En medio del contexto preelectoral, ¿qué prioridades económicas debería tener el próximo gobierno desde su perspectiva?

“Colombia necesita retomar proyectos de infraestructura que mejoren la competitividad y la productividad del país. También es clave invertir en productividad y cerrar las brechas regionales. Cuando hablo de infraestructura me refiero no solo a carreteras o puertos, sino también a hospitales, escuelas y servicios básicos que permitan el desarrollo de las regiones”.

Como ciudadano y banquero, ¿cuáles son sus principales preocupaciones hacia el futuro del país?

“Me preocupa la situación fiscal de Colombia, porque el próximo gobierno tendrá que gestionar el déficit para poder financiar la infraestructura y las inversiones que el país necesita.

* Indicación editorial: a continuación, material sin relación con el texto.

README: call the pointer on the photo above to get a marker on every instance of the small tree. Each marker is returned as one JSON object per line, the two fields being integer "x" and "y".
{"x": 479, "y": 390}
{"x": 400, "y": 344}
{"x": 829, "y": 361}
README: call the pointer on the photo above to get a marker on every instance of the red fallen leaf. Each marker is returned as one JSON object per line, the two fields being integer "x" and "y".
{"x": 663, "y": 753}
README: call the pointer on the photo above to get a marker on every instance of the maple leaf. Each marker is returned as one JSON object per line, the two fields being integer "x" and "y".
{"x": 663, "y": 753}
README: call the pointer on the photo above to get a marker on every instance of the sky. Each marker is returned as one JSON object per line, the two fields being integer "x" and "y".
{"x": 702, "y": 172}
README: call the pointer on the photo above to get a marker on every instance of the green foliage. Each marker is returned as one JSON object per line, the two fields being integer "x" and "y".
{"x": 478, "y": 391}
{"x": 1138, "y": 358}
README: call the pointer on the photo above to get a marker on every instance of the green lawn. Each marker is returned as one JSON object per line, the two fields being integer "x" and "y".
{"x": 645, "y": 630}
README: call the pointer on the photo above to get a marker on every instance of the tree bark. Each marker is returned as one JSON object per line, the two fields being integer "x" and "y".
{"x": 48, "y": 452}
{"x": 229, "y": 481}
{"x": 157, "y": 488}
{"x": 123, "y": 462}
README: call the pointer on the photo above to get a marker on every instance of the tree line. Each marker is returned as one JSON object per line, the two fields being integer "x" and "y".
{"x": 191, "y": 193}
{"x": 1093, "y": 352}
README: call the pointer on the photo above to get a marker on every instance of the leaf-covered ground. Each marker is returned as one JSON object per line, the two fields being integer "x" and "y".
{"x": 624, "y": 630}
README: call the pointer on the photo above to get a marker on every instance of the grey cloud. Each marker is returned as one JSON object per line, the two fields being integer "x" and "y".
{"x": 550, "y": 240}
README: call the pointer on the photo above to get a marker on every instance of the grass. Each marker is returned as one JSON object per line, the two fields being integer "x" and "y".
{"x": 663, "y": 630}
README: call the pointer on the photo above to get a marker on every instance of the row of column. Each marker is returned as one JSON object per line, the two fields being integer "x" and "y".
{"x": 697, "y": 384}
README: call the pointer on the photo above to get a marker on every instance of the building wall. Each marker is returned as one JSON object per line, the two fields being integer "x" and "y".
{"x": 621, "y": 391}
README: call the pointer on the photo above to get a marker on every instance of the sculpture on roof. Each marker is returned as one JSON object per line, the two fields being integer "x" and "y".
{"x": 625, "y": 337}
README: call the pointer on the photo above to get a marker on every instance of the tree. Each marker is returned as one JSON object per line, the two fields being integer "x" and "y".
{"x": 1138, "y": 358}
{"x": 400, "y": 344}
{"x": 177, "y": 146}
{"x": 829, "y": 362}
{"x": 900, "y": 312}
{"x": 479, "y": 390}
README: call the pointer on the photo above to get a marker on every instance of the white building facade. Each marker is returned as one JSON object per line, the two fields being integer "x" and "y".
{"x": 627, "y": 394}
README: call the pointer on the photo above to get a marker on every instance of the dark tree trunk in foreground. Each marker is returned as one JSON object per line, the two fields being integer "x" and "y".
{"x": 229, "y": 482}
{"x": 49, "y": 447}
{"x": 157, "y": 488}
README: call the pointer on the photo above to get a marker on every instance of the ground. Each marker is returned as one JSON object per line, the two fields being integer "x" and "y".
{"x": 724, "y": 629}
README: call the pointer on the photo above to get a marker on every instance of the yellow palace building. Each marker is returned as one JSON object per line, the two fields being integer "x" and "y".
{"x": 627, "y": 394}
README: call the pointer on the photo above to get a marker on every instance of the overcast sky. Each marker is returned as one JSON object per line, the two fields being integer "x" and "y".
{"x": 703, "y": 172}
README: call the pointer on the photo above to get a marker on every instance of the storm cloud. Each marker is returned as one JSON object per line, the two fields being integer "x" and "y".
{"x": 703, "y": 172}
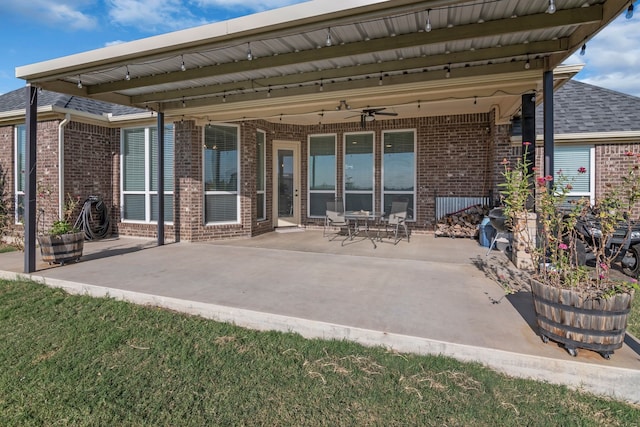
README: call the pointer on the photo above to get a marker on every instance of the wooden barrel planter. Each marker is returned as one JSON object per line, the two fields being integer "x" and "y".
{"x": 568, "y": 317}
{"x": 61, "y": 248}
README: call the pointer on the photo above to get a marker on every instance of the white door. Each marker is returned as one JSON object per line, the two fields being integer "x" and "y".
{"x": 286, "y": 181}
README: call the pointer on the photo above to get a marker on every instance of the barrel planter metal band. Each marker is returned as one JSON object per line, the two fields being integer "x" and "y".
{"x": 568, "y": 317}
{"x": 62, "y": 248}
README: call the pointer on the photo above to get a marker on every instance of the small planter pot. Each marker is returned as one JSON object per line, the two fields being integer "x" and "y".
{"x": 567, "y": 316}
{"x": 61, "y": 249}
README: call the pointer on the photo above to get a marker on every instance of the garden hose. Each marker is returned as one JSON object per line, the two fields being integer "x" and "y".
{"x": 98, "y": 229}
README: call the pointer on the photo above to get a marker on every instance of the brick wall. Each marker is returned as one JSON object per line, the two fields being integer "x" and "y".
{"x": 456, "y": 155}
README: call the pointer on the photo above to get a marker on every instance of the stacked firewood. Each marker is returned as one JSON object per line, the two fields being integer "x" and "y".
{"x": 463, "y": 223}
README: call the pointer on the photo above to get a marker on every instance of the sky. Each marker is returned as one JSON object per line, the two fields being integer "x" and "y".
{"x": 39, "y": 30}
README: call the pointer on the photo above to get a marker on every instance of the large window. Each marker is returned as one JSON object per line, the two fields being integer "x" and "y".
{"x": 358, "y": 171}
{"x": 568, "y": 159}
{"x": 19, "y": 168}
{"x": 221, "y": 172}
{"x": 140, "y": 174}
{"x": 261, "y": 201}
{"x": 322, "y": 173}
{"x": 398, "y": 168}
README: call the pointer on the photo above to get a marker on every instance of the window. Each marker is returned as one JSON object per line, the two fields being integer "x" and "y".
{"x": 358, "y": 171}
{"x": 398, "y": 168}
{"x": 221, "y": 169}
{"x": 261, "y": 201}
{"x": 569, "y": 159}
{"x": 322, "y": 173}
{"x": 20, "y": 167}
{"x": 140, "y": 174}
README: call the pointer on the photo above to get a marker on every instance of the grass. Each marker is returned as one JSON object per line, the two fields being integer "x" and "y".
{"x": 78, "y": 360}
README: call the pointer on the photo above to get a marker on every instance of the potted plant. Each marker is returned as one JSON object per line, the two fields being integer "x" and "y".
{"x": 63, "y": 242}
{"x": 578, "y": 305}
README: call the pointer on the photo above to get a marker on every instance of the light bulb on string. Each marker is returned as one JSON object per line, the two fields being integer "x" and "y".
{"x": 552, "y": 7}
{"x": 427, "y": 25}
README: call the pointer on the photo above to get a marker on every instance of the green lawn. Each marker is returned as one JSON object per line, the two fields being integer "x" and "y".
{"x": 76, "y": 360}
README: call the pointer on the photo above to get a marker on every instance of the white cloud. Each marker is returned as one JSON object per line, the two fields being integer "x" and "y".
{"x": 612, "y": 58}
{"x": 65, "y": 14}
{"x": 153, "y": 16}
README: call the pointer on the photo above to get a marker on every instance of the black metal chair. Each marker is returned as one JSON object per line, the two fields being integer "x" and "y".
{"x": 334, "y": 219}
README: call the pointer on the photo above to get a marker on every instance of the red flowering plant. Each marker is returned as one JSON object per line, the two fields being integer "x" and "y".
{"x": 558, "y": 250}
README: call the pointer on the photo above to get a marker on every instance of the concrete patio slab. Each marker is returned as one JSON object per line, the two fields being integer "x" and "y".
{"x": 429, "y": 296}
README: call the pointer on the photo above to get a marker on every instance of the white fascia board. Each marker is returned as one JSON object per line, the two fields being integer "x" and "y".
{"x": 276, "y": 19}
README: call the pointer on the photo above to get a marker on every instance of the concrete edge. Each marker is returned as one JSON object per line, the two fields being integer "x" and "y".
{"x": 615, "y": 382}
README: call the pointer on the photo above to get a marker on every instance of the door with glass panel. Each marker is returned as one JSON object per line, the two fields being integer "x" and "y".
{"x": 286, "y": 182}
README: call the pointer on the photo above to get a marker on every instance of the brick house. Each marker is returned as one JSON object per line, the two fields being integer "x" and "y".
{"x": 264, "y": 118}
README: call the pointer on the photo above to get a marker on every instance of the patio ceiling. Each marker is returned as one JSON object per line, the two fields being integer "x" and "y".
{"x": 479, "y": 55}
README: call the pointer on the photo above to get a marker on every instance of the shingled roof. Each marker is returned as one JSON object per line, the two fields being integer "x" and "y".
{"x": 584, "y": 108}
{"x": 16, "y": 100}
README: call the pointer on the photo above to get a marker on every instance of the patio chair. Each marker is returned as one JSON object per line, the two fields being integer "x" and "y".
{"x": 334, "y": 219}
{"x": 397, "y": 220}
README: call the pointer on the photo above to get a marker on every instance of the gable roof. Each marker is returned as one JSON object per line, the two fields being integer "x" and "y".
{"x": 581, "y": 108}
{"x": 16, "y": 100}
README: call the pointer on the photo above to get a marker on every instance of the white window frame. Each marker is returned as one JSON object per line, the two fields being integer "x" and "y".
{"x": 335, "y": 168}
{"x": 17, "y": 170}
{"x": 415, "y": 170}
{"x": 373, "y": 167}
{"x": 220, "y": 193}
{"x": 591, "y": 170}
{"x": 264, "y": 173}
{"x": 147, "y": 192}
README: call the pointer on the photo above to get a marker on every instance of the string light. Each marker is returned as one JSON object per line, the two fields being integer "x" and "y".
{"x": 552, "y": 7}
{"x": 249, "y": 54}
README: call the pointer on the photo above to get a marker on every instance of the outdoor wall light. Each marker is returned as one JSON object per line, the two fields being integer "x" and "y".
{"x": 427, "y": 25}
{"x": 552, "y": 7}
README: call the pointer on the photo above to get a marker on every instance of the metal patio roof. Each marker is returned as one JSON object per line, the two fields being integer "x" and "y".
{"x": 478, "y": 55}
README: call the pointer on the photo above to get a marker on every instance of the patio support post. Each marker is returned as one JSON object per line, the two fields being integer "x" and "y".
{"x": 529, "y": 131}
{"x": 30, "y": 180}
{"x": 547, "y": 87}
{"x": 160, "y": 178}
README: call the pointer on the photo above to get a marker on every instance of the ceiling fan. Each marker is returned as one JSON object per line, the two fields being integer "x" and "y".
{"x": 369, "y": 115}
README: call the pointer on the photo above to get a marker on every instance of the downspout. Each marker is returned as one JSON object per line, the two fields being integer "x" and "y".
{"x": 61, "y": 127}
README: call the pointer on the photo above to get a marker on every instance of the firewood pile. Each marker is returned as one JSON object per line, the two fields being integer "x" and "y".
{"x": 463, "y": 223}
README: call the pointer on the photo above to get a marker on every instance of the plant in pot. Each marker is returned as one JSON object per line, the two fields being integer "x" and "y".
{"x": 579, "y": 304}
{"x": 62, "y": 242}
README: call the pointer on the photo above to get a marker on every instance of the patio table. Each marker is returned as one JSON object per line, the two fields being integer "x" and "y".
{"x": 364, "y": 220}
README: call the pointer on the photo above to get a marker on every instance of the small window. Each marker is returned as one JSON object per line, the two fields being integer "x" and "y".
{"x": 322, "y": 173}
{"x": 358, "y": 171}
{"x": 140, "y": 174}
{"x": 221, "y": 172}
{"x": 261, "y": 200}
{"x": 567, "y": 160}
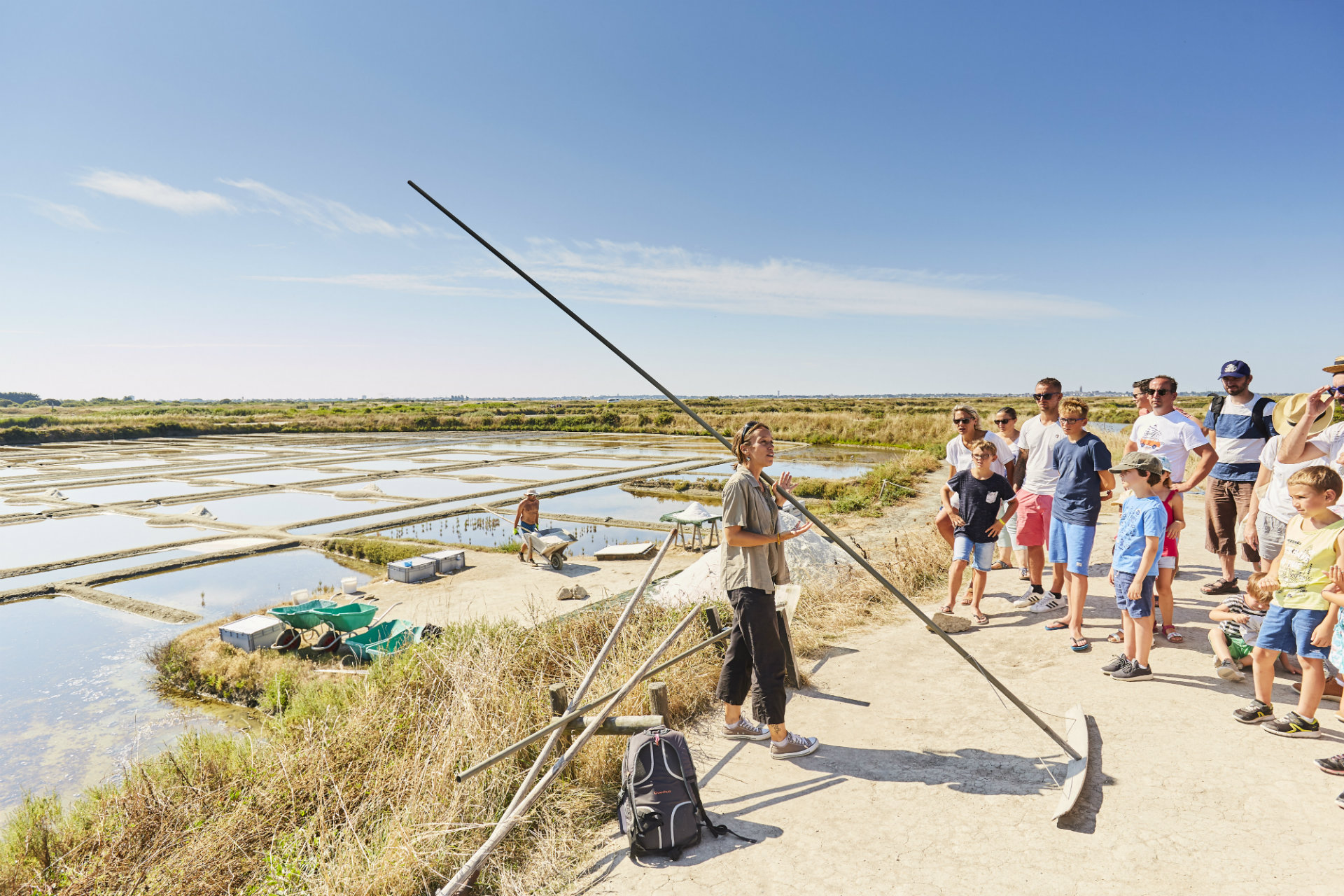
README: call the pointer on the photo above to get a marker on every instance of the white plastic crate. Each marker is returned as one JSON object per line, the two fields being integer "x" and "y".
{"x": 252, "y": 633}
{"x": 413, "y": 570}
{"x": 448, "y": 561}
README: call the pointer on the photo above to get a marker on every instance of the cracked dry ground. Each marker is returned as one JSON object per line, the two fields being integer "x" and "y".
{"x": 926, "y": 783}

También me preocupa la seguridad. Sin condiciones de seguridad es muy difícil atraer inversión y avanzar en el bienestar económico y social”.

El sector financiero ha señalado que enfrenta una carga tributaria creciente. ¿Cuál es la magnitud de los impuestos que paga hoy el grupo?

“La carga tributaria es muy alta. Solo en impuesto de renta el grupo pagó el año pasado cerca de 2,8 billones de pesos. A eso se suma el impuesto al patrimonio, que puede representar unos 400.000 millones adicionales, y otros tributos como industria y comercio. En total, la carga tributaria supera el 65%”.

¿Cuál es el efecto de la carga impositiva en Colombia?

“Cuando la suma de impuestos directos e indirectos alcanza estos niveles, se vuelve muy difícil sostener la inversión y el crecimiento.

En la práctica, esos niveles de tributación terminan siendo expropiatorios para el sector, porque capturan una proporción muy alta de las utilidades y limitan la capacidad de reinversión”.

¿Qué retos adicionales anticipa en materia tributaria para los próximos años?

Estamos a la espera de nuevas medidas derivadas de la segunda emergencia económica que pueden ser muy lesivas para el sector financiero. Ya tenemos una carga tributaria muy alta y gestionar esos nuevos impuestos será uno de los principales retos hacia adelante”.